邪心のない、無垢な天使のごとき笑顔である。
かたや正面では、千駄ヶ谷が勤勉な死神のような目つきで瓜子を見つめている。
かよわき人間にすぎない瓜子には、もはや逃げ道など残されていないようだった。
◇
数十分後、瓜子とユーリはプレスマン道場を目指して街路を歩いていた。
瓜子の足は、限りなく重い。天使と死神に挟撃された瓜子は、まんまと格闘技マガジンの編集部に全面協力するという言質を取られてしまったのだった。

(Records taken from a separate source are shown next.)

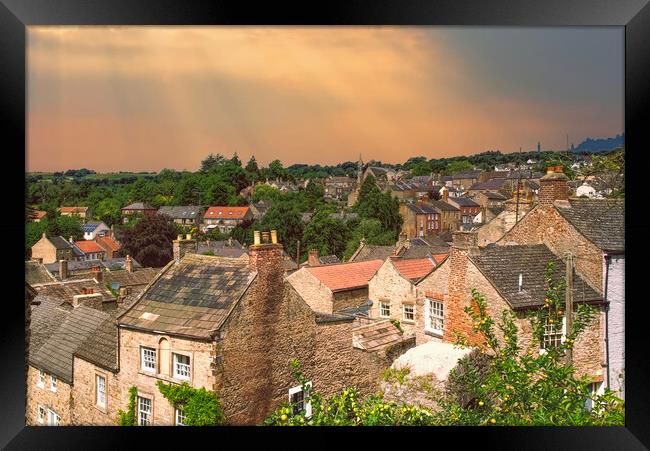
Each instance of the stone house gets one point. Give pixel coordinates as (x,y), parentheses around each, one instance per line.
(331,288)
(187,215)
(51,250)
(139,208)
(511,278)
(392,289)
(593,230)
(82,212)
(233,326)
(225,218)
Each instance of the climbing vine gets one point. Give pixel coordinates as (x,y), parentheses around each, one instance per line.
(200,406)
(128,418)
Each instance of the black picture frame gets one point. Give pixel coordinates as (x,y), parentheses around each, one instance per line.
(16,15)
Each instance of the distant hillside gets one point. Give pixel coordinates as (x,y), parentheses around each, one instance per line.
(600,145)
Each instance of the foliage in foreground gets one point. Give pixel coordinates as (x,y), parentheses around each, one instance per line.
(497,384)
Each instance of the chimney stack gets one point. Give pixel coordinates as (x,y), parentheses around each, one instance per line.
(182,246)
(63,269)
(553,186)
(313,258)
(97,274)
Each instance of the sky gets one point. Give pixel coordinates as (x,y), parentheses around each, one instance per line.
(148,98)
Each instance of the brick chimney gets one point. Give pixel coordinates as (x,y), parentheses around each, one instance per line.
(183,246)
(313,258)
(465,244)
(97,273)
(553,186)
(128,264)
(63,269)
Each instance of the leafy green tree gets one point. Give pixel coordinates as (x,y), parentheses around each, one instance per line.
(286,219)
(150,240)
(325,234)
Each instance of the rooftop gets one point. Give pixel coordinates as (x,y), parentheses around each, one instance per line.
(346,276)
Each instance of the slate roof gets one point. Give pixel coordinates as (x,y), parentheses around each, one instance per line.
(346,276)
(59,242)
(191,297)
(68,333)
(138,206)
(503,264)
(372,252)
(181,212)
(601,221)
(36,273)
(415,268)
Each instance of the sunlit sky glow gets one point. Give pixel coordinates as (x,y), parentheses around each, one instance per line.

「にゅっふっふ。撮影の日が楽しみだにゃあ。いったいどんな水着が用意されるんだろうねぇ?」
「ユーリさん……あなたには、血も涙もないんすか?」
「うにゅ? うり坊ちゃんは、まだへにょへにょモード? ならばユーリが力の限り、応援してさしあげましょう!」
「いや、ほんとに勘弁してください……因果応報ってあるんすねえ。自分はもう、無責任にユーリさんを応援してた自分を絞め殺してやりたいぐらいっすよ。あはははは……」
「むにゃー! うり坊ちゃんが、生ける屍のごとき眼差しになっておる! 大丈夫だよぅ。きっとうり坊ちゃんのファンたちも、大絶賛の嵐だから!」
そんな不毛な言葉を交わしている間に、道場に到着してしまった。
いつぞやと同じように、正規のレッスンが始められる前の自由練習時間である。ここ最近は、《アクセル・ジャパン》に出場する卯月選手と早見選手の最終調整で、この時間も道場は賑わっていた。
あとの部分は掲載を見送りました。